Movió los pies y echó una ojeada alrededor. Sus amigos no estaban a mucha distancia. Mat gesticulaba con excitación mientras charlaba sin cesar.

—¿Bailarás conmigo mañana?

No había tenido intención de decir aquello. Deseaba bailar con ella, pero al mismo tiempo era consciente de que querría huir de la desazón que le provocaba su presencia, la misma desazón que sentía entonces.

Las comisuras de sus labios esbozaron una leve sonrisa.

—Por la tarde —respondió—Por la mañana estaré ocupada.

A pesar del frío, se bajó la capucha de la capa y con aparente despreocupación empujó el cabello hacia adelante. La última vez que la había visto, las oscuras ondas de su pelo le cubrían los hombros, atadas únicamente con una cinta roja; ahora estaban peinados con una trenza.

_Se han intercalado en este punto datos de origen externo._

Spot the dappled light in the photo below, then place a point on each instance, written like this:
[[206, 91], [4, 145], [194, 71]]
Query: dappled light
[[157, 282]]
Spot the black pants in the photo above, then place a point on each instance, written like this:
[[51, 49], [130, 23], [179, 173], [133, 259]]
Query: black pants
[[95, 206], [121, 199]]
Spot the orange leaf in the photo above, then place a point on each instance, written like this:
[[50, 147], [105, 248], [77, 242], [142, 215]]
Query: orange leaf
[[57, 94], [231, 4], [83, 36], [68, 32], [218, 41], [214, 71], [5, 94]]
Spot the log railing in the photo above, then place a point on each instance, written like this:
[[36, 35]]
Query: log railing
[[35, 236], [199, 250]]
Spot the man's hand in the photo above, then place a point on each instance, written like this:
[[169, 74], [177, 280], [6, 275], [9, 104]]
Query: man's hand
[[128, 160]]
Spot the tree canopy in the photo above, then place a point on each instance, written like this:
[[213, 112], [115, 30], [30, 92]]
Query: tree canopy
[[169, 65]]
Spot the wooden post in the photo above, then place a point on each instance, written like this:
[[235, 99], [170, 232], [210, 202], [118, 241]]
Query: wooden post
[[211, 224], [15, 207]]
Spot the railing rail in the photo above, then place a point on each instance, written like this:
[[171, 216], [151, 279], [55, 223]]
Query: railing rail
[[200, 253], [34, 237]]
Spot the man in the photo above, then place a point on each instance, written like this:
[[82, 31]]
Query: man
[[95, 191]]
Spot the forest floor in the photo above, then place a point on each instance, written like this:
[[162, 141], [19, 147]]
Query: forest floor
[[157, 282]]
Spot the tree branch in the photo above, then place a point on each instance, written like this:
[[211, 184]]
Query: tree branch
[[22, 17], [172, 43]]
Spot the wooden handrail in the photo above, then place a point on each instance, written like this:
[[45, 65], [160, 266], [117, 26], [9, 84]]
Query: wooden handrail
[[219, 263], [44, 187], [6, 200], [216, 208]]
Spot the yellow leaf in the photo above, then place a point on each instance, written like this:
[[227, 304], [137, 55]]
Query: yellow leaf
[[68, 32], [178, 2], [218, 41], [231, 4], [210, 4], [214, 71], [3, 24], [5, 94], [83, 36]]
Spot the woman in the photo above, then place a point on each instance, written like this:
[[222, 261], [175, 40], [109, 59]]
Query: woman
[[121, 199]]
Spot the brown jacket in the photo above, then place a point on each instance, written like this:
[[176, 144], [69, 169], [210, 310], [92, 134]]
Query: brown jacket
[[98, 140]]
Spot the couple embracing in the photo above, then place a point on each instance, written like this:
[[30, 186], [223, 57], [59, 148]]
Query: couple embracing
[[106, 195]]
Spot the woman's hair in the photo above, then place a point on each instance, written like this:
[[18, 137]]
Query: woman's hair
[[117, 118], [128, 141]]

Dirigió una mirada a aquella trenza como si fuera una víbora, luego lanzó una ojeada hacia la Viga de Primavera, dispuesta para el día siguiente. Por la mañana las mujeres solteras en edad de casar bailarían alrededor de la Viga. Tragó saliva. Nunca había dado en pensar que ella alcanzaría la edad de contraer matrimonio al mismo tiempo que él.